Di sini kurajut rasa yang sempat tumbuh saat usiaku memasuki remaja. Mereka menyebutnya cinta monyet. Lama kuberpisah dengan monyet itu, sampai akhirnya kujumpai lagi ia di sini. Dan ternyata aku masih mengaguminya, Nis.
Haram bagi seorang penghafal untuk mencintai seorang laki-laki, Nis. Karena itu akan mengganggumu menghafal. Itu doktrin yang aku terima dari guru-guru dan para senior. Saat pertama kali memasuki bangku kuliah, mereka menjagaku untuk tidak mengenal laki-laki. Padahal setiap hari aku berjumpa dengan laki-laki: supir angkot, satpan asrama, imam masjid, para dosen, hingga abang sopir dengan kumis tebal yang tiap hari mengantar para mahasiswi menuju kampus.
Konon, laki-laki itu candu. Sekali mengenal atau lebih dari itu, satu pintu akan menutup kekuatan menghafalmu. Mungkin karea itulah di kampus kami tak ada laki-laki dalam perkuliahan.
Candu, Nis. Karena lelaki itu penuh dengan rayuan gombal. Klepek-klepekpara wanita jika sang raja gombal datang di kehidupanmu. Dan lagi-lagi itu akan merusak konsentrasi hafalanmu.
Aku acuhkan semua itu, Nis.
Memang, banyak yang telah berubah dari ciputat. Tidak seperti 6 tahun lalu. Kini gedung-gedung tinggi berlomba menjadi yang termegah. Jejeran pedagang kaki lima tak lagi nampak disemrawutnya jalanan. Tak lagi dapat kujumpai para pedagang yang dulu biasa aku jajan, sekedar membeli aqua gelas, sambil menunggu jemputan itu datang.
Tapi tunggu. Macet masih ada ko, artinya Ciputat masih bisa kukenali. Hanya itu. sisanya? Baru dan tak berwarna lagi.
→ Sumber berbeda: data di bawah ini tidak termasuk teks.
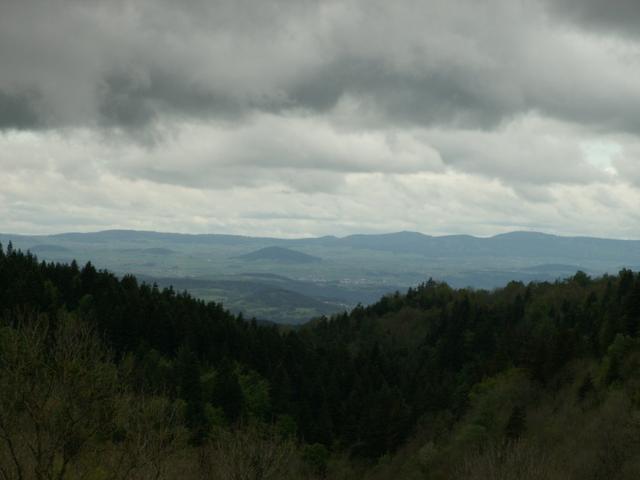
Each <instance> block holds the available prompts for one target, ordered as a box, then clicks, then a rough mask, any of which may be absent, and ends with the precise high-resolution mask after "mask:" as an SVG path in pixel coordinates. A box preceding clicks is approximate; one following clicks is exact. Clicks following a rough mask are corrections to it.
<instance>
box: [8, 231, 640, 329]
mask: <svg viewBox="0 0 640 480" xmlns="http://www.w3.org/2000/svg"><path fill="white" fill-rule="evenodd" d="M8 241H12V242H13V243H14V245H15V246H16V247H17V248H20V249H23V250H27V249H28V250H30V251H32V252H33V253H34V254H36V255H37V256H38V257H39V258H41V259H43V260H47V261H61V262H68V261H70V260H72V259H76V260H77V261H78V262H80V263H82V262H86V261H91V262H92V263H94V264H95V265H97V266H98V267H100V268H108V269H110V270H112V271H114V272H115V273H117V274H124V273H134V274H137V275H139V276H141V277H143V278H146V279H149V280H150V281H157V282H158V283H159V284H162V285H167V284H173V285H176V287H177V288H186V289H188V290H190V291H192V292H193V293H194V294H197V295H198V296H200V297H202V298H205V299H211V300H216V301H222V302H223V303H224V304H225V306H227V307H228V308H230V309H232V310H234V311H242V312H243V313H244V314H245V316H255V317H257V318H259V319H263V320H274V321H279V322H287V323H298V322H302V321H305V320H308V319H309V318H311V317H314V316H318V315H323V314H330V313H333V312H338V311H341V310H344V309H349V308H351V307H353V306H355V305H356V304H357V303H363V304H364V303H369V302H372V301H375V300H376V299H377V298H379V297H380V296H381V295H383V294H385V293H388V292H393V291H395V290H404V289H406V288H407V287H409V286H413V285H416V284H418V283H421V282H424V281H426V280H427V279H429V278H430V277H432V278H434V279H437V280H444V281H446V282H448V283H449V284H451V285H452V286H454V287H473V288H486V289H491V288H495V287H499V286H502V285H505V284H506V283H508V282H509V281H512V280H516V281H522V282H529V281H555V280H557V279H561V278H565V277H567V276H570V275H573V274H575V272H576V271H577V270H583V271H585V272H586V273H588V274H590V275H600V274H603V273H607V272H608V273H617V272H618V271H619V270H620V269H621V268H624V267H628V268H632V269H638V268H639V266H640V241H639V240H614V239H606V238H593V237H562V236H556V235H548V234H544V233H538V232H511V233H506V234H501V235H495V236H493V237H488V238H481V237H474V236H471V235H445V236H430V235H424V234H421V233H416V232H397V233H388V234H370V235H368V234H367V235H365V234H358V235H349V236H346V237H335V236H324V237H316V238H298V239H282V238H271V237H247V236H240V235H223V234H200V235H190V234H180V233H162V232H148V231H134V230H107V231H102V232H92V233H62V234H57V235H42V236H37V235H36V236H30V235H11V234H0V242H2V243H3V244H5V245H6V244H7V242H8Z"/></svg>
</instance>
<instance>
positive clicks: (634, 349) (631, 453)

“Nah, ini dulunya bengkel-bengkel. Sekarang hanya kantor pos saja yang tersisa. Selainnya sudah dilebur. Tinggal batu nisan saja”
“Ia Nis, kasihan mereka terusir dari usahanya”
“Inilah namanya kota modern mba. Si kecil yang kusut dan kotor itu menggangu kesehatan katanya. Makanya harus digusur”
“Terus kenapa kamu begitu semangat kuliah disini?”